Da uno studio realizzato da The Adecco Group: “Resetting Normal: Defining the New Era of Work”, in otto Paesi presi a campione, emerge l’aspettativa, tra dipendenti e manager, di una nuova modalità di lavoro.

Tra i principali punti emersi ci sono:

  • maggiore flessibilità
  • lavoro in ufficio alternato al lavoro a distanza
  • rimodulazione della settimana lavorativa.
IL MODELLO “IBRIDO”

Il futuro è flessibile”. Il lock-down e lo smart-working hanno modificato drasticamente il modo di lavorare. Lo studio in esame evidenzia come in questo breve periodo l’atteggiamento stesso del lavoratore è cambiato e mette in luce alcune mancanze che i datori di lavoro dovranno colmare per riposizionarsi nella prossima nuova era di lavoro.

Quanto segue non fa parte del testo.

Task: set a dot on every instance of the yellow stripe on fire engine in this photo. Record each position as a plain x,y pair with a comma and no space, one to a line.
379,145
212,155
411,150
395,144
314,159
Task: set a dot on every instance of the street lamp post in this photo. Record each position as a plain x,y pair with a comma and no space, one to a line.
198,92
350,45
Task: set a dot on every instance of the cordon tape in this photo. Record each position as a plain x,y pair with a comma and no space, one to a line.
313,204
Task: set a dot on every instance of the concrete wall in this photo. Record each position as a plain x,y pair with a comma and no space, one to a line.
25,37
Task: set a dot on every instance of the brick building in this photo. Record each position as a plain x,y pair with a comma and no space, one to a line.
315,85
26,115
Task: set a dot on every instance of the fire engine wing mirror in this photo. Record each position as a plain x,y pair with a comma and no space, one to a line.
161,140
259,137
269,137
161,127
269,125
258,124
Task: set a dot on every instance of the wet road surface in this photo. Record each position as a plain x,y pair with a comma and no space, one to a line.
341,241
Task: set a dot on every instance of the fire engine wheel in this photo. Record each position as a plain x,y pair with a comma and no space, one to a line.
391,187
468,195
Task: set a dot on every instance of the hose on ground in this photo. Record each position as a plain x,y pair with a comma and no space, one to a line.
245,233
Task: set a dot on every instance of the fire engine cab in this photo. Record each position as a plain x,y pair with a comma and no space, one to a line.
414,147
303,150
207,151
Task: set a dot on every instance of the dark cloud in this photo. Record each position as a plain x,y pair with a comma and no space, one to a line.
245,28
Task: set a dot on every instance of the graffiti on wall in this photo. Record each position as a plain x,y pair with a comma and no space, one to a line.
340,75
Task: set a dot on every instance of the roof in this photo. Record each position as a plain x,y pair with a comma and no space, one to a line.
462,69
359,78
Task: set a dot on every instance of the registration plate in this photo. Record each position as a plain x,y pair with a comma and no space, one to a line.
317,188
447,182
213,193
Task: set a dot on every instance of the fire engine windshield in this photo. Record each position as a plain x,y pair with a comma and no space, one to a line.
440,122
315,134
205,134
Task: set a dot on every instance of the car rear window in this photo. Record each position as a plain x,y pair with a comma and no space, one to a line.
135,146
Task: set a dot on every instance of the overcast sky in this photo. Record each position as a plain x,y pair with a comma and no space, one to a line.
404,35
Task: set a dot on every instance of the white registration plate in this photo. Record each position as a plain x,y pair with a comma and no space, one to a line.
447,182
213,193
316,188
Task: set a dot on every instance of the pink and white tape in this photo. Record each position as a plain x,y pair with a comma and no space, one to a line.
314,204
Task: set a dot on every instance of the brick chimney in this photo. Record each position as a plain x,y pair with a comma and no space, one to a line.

L’idea di poter trascorrere metà del tempo in ufficio e metà lavorando a distanza – si legge – ha ottenuto riscontri positivi indifferentemente dalla generazione di appartenenza e dall’essere o meno genitori”.

È la fine della giornata lavorativa 09-18? Il 71% dei lavoratori intervistati ritiene che sia giunto il momento di rivedere la durata della settimana lavorativa e che il contratto dovrebbe basarsi sulla produttività e non sulle ore di lavoro svolte.

LA SITUAZIONE IN ITALIA

In Italia i dati sono in linea con gli altri Paesi. I lavoratori sono consapevoli che lo stato di emergenza ha portato una richiesta di aggiornamento sempre maggiore delle competenze. Il 70% ritiene di aver migliorato le proprie skill digitali e il 72% cerca di incrementarle ulteriormente.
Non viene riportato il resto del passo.